Why does temperature increase with altitude in the stratosphere, even though it decreases with altitude in the troposphere just below?
ASolar radiation directly heats the upper atmosphere more intensely at higher altitudes.
BThe ozone layer absorbs incoming ultraviolet radiation and converts that energy to heat, warming the surrounding stratospheric air.
CAir molecules are denser in the stratosphere, so they retain more heat.
DHeat from Earth's core radiates upward and warms the stratosphere from below.
The stratosphere's temperature inversion is caused by ozone. Ozone molecules (O₃) concentrated between 15 and 35 km absorb incoming UV radiation and re-emit it as heat. This internal energy source warms the stratosphere from within rather than from below. The resulting temperature inversion — warmer air above cooler air — makes the stratosphere extremely stable and prevents vertical mixing, acting as a lid on the troposphere below.
Question 2 Multiple Choice
A volcanic eruption injects sulfate aerosols into the stratosphere. Climate scientists expect these aerosols to affect global temperatures for 1–2 years. Why do stratospheric aerosols persist so much longer than similar aerosols emitted into the troposphere, which wash out within days?
AStratospheric aerosols are chemically more stable and don't react with water vapor.
BThe temperature inversion at the tropopause creates a stable lid that suppresses the vertical mixing needed to transport aerosols downward, and there is no rain to wash them out.
CStratospheric winds blow much faster, keeping aerosols suspended longer.
DAerosols in the stratosphere are smaller and lighter, so gravity affects them less.

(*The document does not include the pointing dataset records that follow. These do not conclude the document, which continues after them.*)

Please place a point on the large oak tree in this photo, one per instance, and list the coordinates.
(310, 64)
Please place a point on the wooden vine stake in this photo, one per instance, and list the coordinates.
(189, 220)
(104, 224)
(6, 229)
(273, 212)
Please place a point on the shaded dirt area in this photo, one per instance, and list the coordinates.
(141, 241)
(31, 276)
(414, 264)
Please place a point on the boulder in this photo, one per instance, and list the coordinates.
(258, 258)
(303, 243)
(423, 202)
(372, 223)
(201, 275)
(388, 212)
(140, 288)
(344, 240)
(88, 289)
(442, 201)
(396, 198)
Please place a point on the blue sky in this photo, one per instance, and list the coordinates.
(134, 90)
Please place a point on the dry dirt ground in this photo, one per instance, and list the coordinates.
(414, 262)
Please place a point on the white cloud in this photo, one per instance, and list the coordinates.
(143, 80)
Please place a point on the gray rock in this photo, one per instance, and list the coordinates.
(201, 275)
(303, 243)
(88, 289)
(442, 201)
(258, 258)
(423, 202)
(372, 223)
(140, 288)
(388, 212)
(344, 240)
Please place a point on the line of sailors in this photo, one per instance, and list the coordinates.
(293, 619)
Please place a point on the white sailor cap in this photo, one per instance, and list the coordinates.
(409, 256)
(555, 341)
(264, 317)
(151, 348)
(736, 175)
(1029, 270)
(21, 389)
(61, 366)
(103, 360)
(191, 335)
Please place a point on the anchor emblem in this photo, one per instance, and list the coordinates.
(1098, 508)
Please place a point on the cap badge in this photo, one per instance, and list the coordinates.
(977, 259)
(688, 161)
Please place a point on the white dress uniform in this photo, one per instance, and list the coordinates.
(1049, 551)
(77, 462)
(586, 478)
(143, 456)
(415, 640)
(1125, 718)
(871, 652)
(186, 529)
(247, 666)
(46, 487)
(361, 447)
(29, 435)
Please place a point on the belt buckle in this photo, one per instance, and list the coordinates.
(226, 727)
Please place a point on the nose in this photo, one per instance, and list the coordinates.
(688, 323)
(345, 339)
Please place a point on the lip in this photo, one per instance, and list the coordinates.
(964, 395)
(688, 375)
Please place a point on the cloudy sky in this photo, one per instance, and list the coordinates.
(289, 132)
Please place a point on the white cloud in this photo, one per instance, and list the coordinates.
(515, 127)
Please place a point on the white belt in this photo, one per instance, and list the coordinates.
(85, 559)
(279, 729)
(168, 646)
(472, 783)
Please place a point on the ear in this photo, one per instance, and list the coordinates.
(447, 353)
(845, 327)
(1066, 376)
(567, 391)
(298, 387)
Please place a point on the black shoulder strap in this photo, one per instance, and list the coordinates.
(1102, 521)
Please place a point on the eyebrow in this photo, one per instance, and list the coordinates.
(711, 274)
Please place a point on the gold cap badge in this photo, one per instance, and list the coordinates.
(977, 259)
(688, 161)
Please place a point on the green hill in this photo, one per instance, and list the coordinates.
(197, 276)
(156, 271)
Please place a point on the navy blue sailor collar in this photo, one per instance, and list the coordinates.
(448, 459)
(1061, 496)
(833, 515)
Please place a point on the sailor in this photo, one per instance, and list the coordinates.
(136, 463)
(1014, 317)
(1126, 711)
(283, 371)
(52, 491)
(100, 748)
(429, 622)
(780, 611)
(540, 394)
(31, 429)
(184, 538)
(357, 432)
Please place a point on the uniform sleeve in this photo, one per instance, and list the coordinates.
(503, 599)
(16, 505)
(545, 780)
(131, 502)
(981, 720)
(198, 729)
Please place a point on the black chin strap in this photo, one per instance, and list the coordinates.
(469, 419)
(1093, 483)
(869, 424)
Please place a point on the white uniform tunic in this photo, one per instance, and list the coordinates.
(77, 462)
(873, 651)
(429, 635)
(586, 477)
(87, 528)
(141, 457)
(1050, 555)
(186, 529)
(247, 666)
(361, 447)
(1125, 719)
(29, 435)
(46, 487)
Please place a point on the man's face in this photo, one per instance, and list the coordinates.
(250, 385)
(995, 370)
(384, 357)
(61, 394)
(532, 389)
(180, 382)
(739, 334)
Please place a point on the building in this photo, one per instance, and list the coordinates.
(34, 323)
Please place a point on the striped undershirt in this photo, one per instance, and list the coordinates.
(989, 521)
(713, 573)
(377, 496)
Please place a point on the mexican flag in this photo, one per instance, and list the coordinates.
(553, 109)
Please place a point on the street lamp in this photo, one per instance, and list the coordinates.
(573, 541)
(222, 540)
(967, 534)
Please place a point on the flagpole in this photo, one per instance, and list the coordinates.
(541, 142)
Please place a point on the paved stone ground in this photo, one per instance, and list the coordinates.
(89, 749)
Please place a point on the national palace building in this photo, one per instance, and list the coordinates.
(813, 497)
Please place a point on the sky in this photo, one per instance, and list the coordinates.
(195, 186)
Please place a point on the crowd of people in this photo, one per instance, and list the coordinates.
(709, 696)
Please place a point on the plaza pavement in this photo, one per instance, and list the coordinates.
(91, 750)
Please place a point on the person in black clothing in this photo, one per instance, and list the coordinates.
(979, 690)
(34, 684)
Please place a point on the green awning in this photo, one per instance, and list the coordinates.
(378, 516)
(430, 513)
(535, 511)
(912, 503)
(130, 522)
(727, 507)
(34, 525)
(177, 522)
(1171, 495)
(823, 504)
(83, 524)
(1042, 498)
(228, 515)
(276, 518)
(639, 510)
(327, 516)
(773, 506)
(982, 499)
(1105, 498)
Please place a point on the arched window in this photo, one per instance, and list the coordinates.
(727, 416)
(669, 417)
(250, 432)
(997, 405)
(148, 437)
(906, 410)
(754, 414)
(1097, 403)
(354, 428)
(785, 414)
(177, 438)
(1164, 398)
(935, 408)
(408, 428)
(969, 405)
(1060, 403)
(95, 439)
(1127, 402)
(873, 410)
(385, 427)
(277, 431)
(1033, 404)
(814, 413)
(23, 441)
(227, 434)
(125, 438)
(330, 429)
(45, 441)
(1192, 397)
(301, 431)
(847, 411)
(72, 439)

The stratosphere's temperature inversion (warm above, cool below) makes it extremely stable — there is no convective mixing to carry aerosols downward. In the troposphere, convection, precipitation, and turbulence constantly cycle air and wash out particles within days to weeks. The stratosphere has no equivalent cleansing mechanism. This is also why ozone-depleting chemicals injected into the stratosphere persist for decades, and why geoengineering proposals involving stratospheric aerosols would have multi-year effects.
Question 3 True / False
Because nitrogen makes up 78% of the atmosphere, it is the dominant driver of Earth's surface temperature regulation.
TTrue
FFalse
Answer: False
Nitrogen (N₂) is essentially radiatively inactive — its symmetric molecular geometry means it cannot absorb or emit infrared radiation effectively. Temperature regulation is driven primarily by trace gases: water vapor, carbon dioxide, methane, and ozone collectively. CO₂, at only ~0.04% of the atmosphere, controls temperature so strongly that changes of a few parts per million drive global climate shifts. Atmospheric composition's importance is not proportional to abundance — the trace gases punch far above their weight.
Question 4 True / False
Ozone at ground level near cities is a pollutant, while ozone in the stratosphere is a protective shield against ultraviolet radiation.
TTrue
FFalse
Answer: True
Both statements are correct, but they describe ozone in very different contexts. Stratospheric ozone (15–35 km) forms naturally and absorbs UV-B and UV-C radiation that would otherwise reach the surface and damage DNA. Ground-level (tropospheric) ozone is a secondary pollutant formed when vehicle exhaust reacts with sunlight — it irritates lungs and damages plant tissue. The same molecule plays opposite roles depending on altitude, which is why 'ozone depletion' (stratospheric loss) and 'ozone pollution' (surface increase) are both problems.
Question 5 Short Answer
Why does virtually all weather — clouds, storms, rain, snow — occur in the troposphere rather than in the stratosphere, even though both layers contain gases and some water?
Think about your answer, then reveal below.
Model answer: Weather is driven by convection — the vertical movement of air driven by density differences from uneven heating. In the troposphere, the ground absorbs solar radiation and heats the air from below, creating a temperature gradient (warm below, cool above) that drives convective instability. Rising warm air carries moisture that condenses into clouds and precipitation. The stratosphere has the opposite temperature structure: warmer above, cooler below. This temperature inversion is extremely stable and suppresses vertical mixing entirely, so convective weather systems cannot form or penetrate into it.
This is why the tropopause acts as a physical ceiling for weather. Thunderstorms that grow very tall flatten out at the tropopause — they literally cannot penetrate the stable stratosphere above. Understanding each layer's temperature gradient explains why it behaves as it does: troposphere is turbulent and dynamic because it's heated from below; stratosphere is calm and isolated because it's heated from within.